1. A warehouse manager is comparing motorized carts
from three different manufacturers with the idea of purchasing one of the
brands. She is primarily interested in the time (Y) that operators take
to fetch and deliver a load in a cart. She also keeps track of the weight
of each load in case that has a confounding effect. Trial runs are made
for 15 loads for each motorized cart, for a total of 45 trial runs.
Forty-five (45) different operators were used. The times and weights for
the 45 trial runs were
Table 1 - Times and Weights for Motorized Carts
A 42 104 A 38 79 A 47 75 A 44 95 A 51 102
A 44 107 A 54 110 A 39 98 A 44 106 A 56 101
A 56 120 A 43 88 A 50 99 A 59 122 A 52 99
B 56 107 B 42 85 B 49 98 B 54 106 B 44 88
B 48 110 B 40 93 B 46 104 B 45 87 B 44 86
B 44 101 B 46 86 B 46 87 B 62 121 B 55 80
C 51 87 C 47 92 C 62 97 C 57 117 C 43 85
C 66 120 C 59 101 C 52 115 C 57 107 C 46 99
C 53 109 C 54 99 C 46 91 C 41 72 C 55 105
Each triple of values in Table 1 denotes the cart type (one of three
values A,B,C
), the delivery time for that
load (Y
), and the weight of the
load (X
).
(i) Is there a significant variation in the cart brands, as measured by
time efficiency, NOT allowing for load weight? (That is, ignoring the
weight measurements. For definiteness, use Carttype
for
cart brand and Weight
for the weight.) What is the P-value
for the ANOVA? What is the model R2?
(ii) Do the carts vary significantly in efficiency, ALLOWING for load
weight and cart brand, but NOT allowing for load weight and cart brand
interactions, listing cart brand before weight in the regression for
definiteness? What is the P-value for the ANOCOVA? What is the model
R2?
Which appears to have a stronger effect on the times, the load
weight or the type of cart? Which of the two are significant in the
Type I table? What are their P-values? Which are significant in the
Type III table? What are their P-values? Why are the P-values
different between the two tables?
Is the effect of cart brand significant in the Type I table? in
the Type III table?
Note that the significance of cart brand in the presence of a load
weight correction would be a statistically valid measure of quality of
cart brand, as long as the warehouse manager is convinced that the
distribution of load weights in Table 1 is the same as she would
encounter in practice.
(iii) Is there a significant interaction between the effect of weight
and the type of cart, ALLOWING for load weight and cart brand
interaction in the regression, using ``interaction'' in the usual sense
for ANOCOVA models? Which effects are significant in the Type I
table? in the Type III table? Do your conclusions change from
part (ii)?
(iv) Find the (Pearson) correlation coefficients for time (Y)

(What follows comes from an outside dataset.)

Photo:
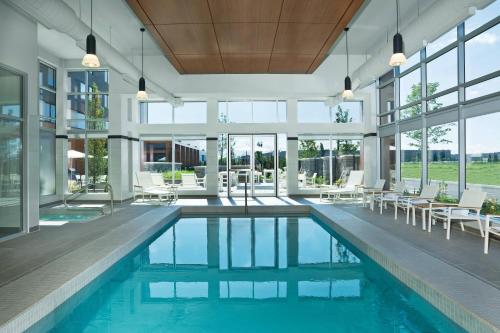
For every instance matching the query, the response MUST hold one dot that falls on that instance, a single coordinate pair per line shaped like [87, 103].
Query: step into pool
[241, 274]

versus Weight within each cart type. (That is, run proc
corr
with by Carttype
.) Do the within-cart-type
correlation coefficients vary? Also, construct a scatterplot of time
versus weight with cart type as the plotting symbol. Do these
conclusions affect your answer to part (ii)?

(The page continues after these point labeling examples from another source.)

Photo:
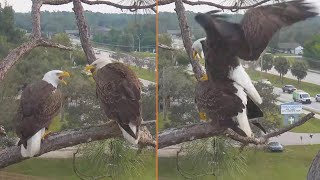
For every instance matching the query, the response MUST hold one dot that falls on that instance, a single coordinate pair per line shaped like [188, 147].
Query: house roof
[174, 32]
[288, 45]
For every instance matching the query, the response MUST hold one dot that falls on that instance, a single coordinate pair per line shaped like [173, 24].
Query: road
[285, 97]
[107, 55]
[312, 77]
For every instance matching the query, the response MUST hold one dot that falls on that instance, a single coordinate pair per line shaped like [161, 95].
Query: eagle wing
[39, 103]
[261, 23]
[218, 100]
[119, 91]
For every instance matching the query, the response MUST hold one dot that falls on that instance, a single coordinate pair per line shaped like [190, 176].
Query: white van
[301, 96]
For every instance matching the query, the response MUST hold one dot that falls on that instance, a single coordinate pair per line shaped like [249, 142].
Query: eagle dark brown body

What would you advise the warehouse operator about the best choice
of brand for the three types of cart?
2. Variables AA, BB, and CC were measured for 32 subjects.

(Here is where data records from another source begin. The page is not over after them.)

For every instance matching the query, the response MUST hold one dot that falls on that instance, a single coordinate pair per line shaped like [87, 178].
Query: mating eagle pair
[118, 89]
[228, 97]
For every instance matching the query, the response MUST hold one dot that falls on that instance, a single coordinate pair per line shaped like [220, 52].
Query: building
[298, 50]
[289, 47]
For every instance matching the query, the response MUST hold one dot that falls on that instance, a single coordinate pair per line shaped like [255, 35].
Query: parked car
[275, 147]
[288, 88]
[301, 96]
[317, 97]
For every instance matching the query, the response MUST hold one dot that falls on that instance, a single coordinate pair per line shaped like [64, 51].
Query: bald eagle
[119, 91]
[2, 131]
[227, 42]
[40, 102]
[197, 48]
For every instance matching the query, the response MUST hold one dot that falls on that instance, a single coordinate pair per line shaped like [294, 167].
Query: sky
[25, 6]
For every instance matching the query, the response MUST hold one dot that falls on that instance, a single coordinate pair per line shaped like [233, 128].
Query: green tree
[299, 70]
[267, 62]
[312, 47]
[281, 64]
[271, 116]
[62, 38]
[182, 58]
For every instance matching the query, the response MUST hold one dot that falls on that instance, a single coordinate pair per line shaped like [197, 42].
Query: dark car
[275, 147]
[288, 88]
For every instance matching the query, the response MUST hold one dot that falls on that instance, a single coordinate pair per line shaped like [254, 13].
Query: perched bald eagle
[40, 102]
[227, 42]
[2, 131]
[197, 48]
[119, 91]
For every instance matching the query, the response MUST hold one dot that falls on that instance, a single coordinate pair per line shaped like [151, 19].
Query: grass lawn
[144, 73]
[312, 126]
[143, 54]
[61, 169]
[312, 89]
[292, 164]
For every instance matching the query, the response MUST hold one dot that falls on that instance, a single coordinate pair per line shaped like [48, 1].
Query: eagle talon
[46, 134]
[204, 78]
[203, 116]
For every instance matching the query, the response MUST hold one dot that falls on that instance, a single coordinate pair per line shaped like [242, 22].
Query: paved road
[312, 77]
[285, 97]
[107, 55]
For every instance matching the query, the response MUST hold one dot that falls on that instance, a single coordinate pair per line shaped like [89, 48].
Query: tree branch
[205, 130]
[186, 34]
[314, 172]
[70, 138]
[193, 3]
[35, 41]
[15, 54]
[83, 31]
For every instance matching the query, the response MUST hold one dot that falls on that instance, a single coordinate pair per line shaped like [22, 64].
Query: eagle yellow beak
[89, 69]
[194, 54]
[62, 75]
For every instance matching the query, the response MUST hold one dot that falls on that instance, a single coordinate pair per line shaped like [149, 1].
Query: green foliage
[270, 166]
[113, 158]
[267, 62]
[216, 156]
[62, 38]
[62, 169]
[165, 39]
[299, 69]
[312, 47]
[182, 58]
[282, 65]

Of these subjects, 12 later developed Condition X while the
remaining 20 did not develop Condition X. The data are listed in
Table 2.
An experimenter is interesting in finding which of the variables
AA, BB, and CC are significantly related to developing Condition X.
The experimenter is also interested in finding a rule that, given the
values of AA, BB, and CC for a subject, predicts the probability that
that subject will later develop Condition X.
Table 2 - Covariates AA BB CC for 32 subjects
that later either developed or did not develop Condition X
Developed Condition X Did NOT develop Condition X
Subj AA BB CC Subj AA BB CC
1 69 83 51 13 36 55 39
2 51 74 32 14 50 69 44
3 27 68 33 15 36 59 28
4 55 85 46 16 31 26 44
5 27 99 34 17 31 49 47
6 44 68 38 18 32 45 50
7 49 88 57 19 40 59 33
8 28 64 66 20 49 51 42
9 32 58 46 21 38 70 47
10 47 81 39 22 46 63 26
11 35 77 31 23 46 64 47
12 30 69 62 24 67 94 43
25 47 60 56
26 56 62 45
27 39 64 27
28 52 71 24
29 33 62 52
30 57 63 48
31 39 78 23
32 48 70 55
(i) Use the data in Table 2 to find a linear discriminant function
L(data) = c0 + c1AA
+ c2BB + c3CC
with the property that L(data)>0 predicts Condition X. Assume
SAS's default assumptions for proc discrim
that the
variables AA BB CC in each group have joint normal distributions with the
same covariance matrix in each group and begin with a prior belief
of 0.50 that a randomly chosen subject has Condition X.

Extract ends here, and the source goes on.